L'école phénoménologiste proteste là contre; elle défend la spécificité de valeurs, de sentiments et d'actes dont il est en effet incontestable qu'en bonne méthode scientifique il faille d'abord les prendre pour ce qu'ils sont avant de les réduire à autre chose : l'argent est pour l'avare l'argent, avant de signifier les matières fécales. Max Scheler, en particulier, dans son ouvrage sur la sympathie, a critiqué la théorie freudienne de la sublimation et la nature sexuelle de tous les sentiments d'amour.
Ce conflit de doctrine et de méthode traduit l'avènement en psychologie des réactions contre "l'historisme" qui se sont manifestées plus tôt en d'autres domaines de la science : on est si hanté par la genèse, disent les phénoménologistes, que l'on croit avoir étudié un phénomène lorsqu'on l'a réduit à des expériences antérieures, avant d'en avoir dégagé les caractères essentiels.
Différence mais non opposition
Il n'y a cependant pas d'opposition doctrinale entre la phénoménologie et la psychanalyse: leurs directions sont différentes mais ne s'excluent pas. Pour le psychologue, ce sont des méthodes qu'il faut savoir employer tour à tour afin d'arriver à une connaissance exhaustive des objets étudiés.
Au surplus, il ne s'agit pas moins d'une différence de matériel que d'une différence de méthode : le phénoménologiste, pratiquant la réduction phénoménologique, excluant les particularités individuelles et historiques, cherche à expliciter des caractères et des relations d'ordre général. Le psychanalyste voit dans la situation actuelle la répétition d'une situation antérieure et dans l'objet d'amour l'identification d'une "imago" antérieure. Mais il est évident que les sentiments sont a' la fois ce qu'ils sont - et en ce sens quelque chose de nouveau, une création - et la répétition de sentiments anciens. D'autre part, on ne peut contester une valeur générale aux résultats de l'analyse régressive.
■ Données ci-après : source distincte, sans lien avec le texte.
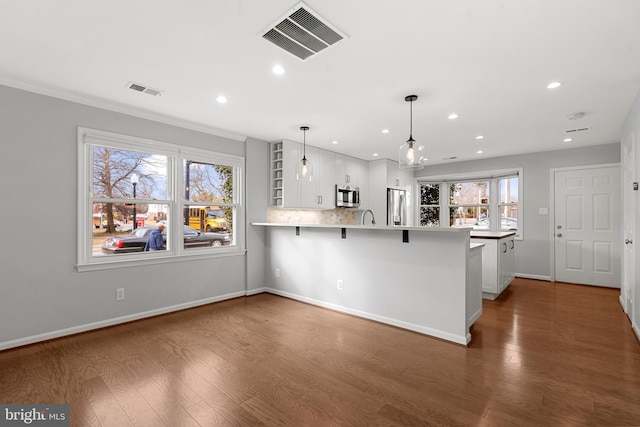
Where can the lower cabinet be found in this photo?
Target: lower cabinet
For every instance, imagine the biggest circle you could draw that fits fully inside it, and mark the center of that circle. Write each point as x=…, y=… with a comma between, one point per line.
x=498, y=265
Le problème se centre sur les rapports du sujet et de l'objet. Le signe de la maturité est d'établir entre eux une relation parfaitement spécifique et adéquate : le lien qui unit l'homme et la femme doit être a la fois l'individuation de la relation conjugale générale, telle que la dégage la phénoménologie, et la généralisation des affinités électives résultant de leur histoire et de leur nature, telles que le psychanalyste peut les découvrir.
Si l'indifférenciation règne aux origines, si les sentiments filiaux sont taillés dans la sexualité et si l'amour sexuel se construit sur la base des sentiments infantiles pour les parents, l'amour filial et l'amour sexuel ne sont eux-mêmes que si la personnalité a liquidé les complexes infantiles et s'avère capable d'une attitude spécifique et adéquate devant chaque objet d'amour. En ce sens, l'amour sexuel n'est sexuel que s'il est une création.